Stephan Micus is a German-born multi-instrumentalist and inveterate ethnic musicologist. He currently resides in Majorca where, aside from the splendid climate, the airport is well-equipped and prepared to take the adventuresome traveler almost anywhere at any time. Micus utilizes the latter frequently in planning his musical landscapes.
Micus has traveled extensively throughout Asia and Europe and, in doing so, has accumulated an arsenal of exotic instruments. He does not, however, seek to replicate the literal music tradition of a particular region. Rather, Micus absorbs the textures and ideas of the vernacular musical expression, and seeks to place the same within the context of his own unique improvising framework.
On the Wing is the first album in seventeen years where he does not utilize his voice. Micus' many instruments include, but are not limited to, the sattar (a long necked bowed instrument used by the Uigurs, a Turkman people from Western China), sho (a Japanese mouth organ consisting of seventeen reed pipes), suling (a hollow reed flute of the Balinese Gamelan orchestra), shakuhachi (a Japanese bamboo flute with five holes and no mouthpiece), classical and steel string guitars, sitar, and a bevy of Tibetan cymbals and gongs. That Micus is able to play each instrument is remarkable. That he successfully blends this panoply of diverse instruments into a series of multi-tracked coherent statements is, quite simply, stunning.
Where some selections are clearly informed by a far Eastern perspective, others contain a Middle Eastern sound. There is some Irish musical influence. The listener should not seek a clear musical foundation. Merely note the composition titles and, with your mind, imagine the tone poem that Micus has sketched for the audience.
The record is the type of production at which ECM excels, and which drives those listeners already critical of the label's aesthetic into fits. Is it jazz? Is it world music? Does it swing? Who knows and, quite frankly, who really cares. Micus' efforts of expressing himself within the vocabulary of an ethnic imperative are remarkable. Anouar Brahem, the Tunisian oud virtuoso, is another ECM stalwart who combines his instrument's eastern Middle Eastern textures and places them within the framework of his own extemporaneous exploration of improvisation.
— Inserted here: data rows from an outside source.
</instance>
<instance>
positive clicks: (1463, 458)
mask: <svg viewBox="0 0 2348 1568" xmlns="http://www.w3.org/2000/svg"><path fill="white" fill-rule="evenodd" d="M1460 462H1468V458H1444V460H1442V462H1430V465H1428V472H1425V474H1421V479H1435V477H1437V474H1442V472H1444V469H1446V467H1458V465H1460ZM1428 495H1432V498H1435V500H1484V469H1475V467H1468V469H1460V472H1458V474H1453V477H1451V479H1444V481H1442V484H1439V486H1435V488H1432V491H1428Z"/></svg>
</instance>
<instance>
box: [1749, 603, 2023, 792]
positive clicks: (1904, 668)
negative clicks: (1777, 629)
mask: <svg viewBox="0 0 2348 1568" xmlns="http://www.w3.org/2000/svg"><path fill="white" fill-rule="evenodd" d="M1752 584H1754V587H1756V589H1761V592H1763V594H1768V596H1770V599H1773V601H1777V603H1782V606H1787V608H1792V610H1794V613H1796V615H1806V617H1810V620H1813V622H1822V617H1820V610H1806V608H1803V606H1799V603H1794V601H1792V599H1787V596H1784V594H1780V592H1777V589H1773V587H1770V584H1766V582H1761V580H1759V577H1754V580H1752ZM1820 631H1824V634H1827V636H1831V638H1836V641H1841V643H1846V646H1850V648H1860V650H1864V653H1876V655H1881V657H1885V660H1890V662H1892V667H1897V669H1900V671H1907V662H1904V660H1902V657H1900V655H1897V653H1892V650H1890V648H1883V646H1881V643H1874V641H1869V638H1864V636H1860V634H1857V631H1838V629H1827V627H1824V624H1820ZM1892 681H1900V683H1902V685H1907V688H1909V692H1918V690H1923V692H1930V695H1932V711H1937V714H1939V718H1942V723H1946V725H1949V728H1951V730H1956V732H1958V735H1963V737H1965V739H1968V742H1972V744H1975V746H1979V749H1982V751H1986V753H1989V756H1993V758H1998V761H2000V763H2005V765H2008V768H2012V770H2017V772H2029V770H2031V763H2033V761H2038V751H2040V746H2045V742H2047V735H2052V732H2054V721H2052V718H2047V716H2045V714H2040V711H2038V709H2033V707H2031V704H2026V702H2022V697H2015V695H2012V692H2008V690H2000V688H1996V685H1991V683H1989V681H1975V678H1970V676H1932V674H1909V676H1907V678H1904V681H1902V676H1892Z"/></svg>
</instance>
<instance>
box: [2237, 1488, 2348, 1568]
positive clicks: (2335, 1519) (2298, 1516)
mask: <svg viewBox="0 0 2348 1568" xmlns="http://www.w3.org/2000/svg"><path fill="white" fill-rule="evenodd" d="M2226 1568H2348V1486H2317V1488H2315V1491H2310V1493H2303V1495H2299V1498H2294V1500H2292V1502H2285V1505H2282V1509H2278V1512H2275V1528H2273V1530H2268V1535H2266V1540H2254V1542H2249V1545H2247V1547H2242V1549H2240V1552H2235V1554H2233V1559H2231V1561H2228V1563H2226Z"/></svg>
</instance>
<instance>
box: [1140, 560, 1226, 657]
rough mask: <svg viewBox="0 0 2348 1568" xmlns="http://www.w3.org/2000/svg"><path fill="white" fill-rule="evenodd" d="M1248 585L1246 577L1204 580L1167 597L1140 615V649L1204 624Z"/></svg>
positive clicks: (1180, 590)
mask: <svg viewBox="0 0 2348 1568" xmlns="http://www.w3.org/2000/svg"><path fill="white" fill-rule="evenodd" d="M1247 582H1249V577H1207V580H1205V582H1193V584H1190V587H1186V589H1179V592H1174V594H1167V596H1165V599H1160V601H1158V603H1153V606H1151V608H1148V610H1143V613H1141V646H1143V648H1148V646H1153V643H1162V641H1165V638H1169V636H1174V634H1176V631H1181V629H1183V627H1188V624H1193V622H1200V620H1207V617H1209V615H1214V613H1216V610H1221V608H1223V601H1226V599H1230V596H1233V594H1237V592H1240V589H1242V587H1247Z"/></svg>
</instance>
Brahem's ability to flirt with French Musette and Moorish influences, and back again, confounds some listeners, just as Micus' music almost surely will.
This record is, in short, a welcome addition to Micus' ECM discography. Those predisposed to think in terms of musical definitions and boundaries should listen attentively. One can learn how a musical mind travels, and is subsequently rewarded, when thoughts are not so limited.
Part 1: On the Wing; Part 2: Winterlight; Part 3: Gazelle; Part 4: Blossoms in the Wind; Part 5: The Bride; Part 6: Ancient Trees; Part 7: In the Dancing Snow; Part 8: The Gate; Part 9: Turquoise Fields; Part 10: Morning Sky.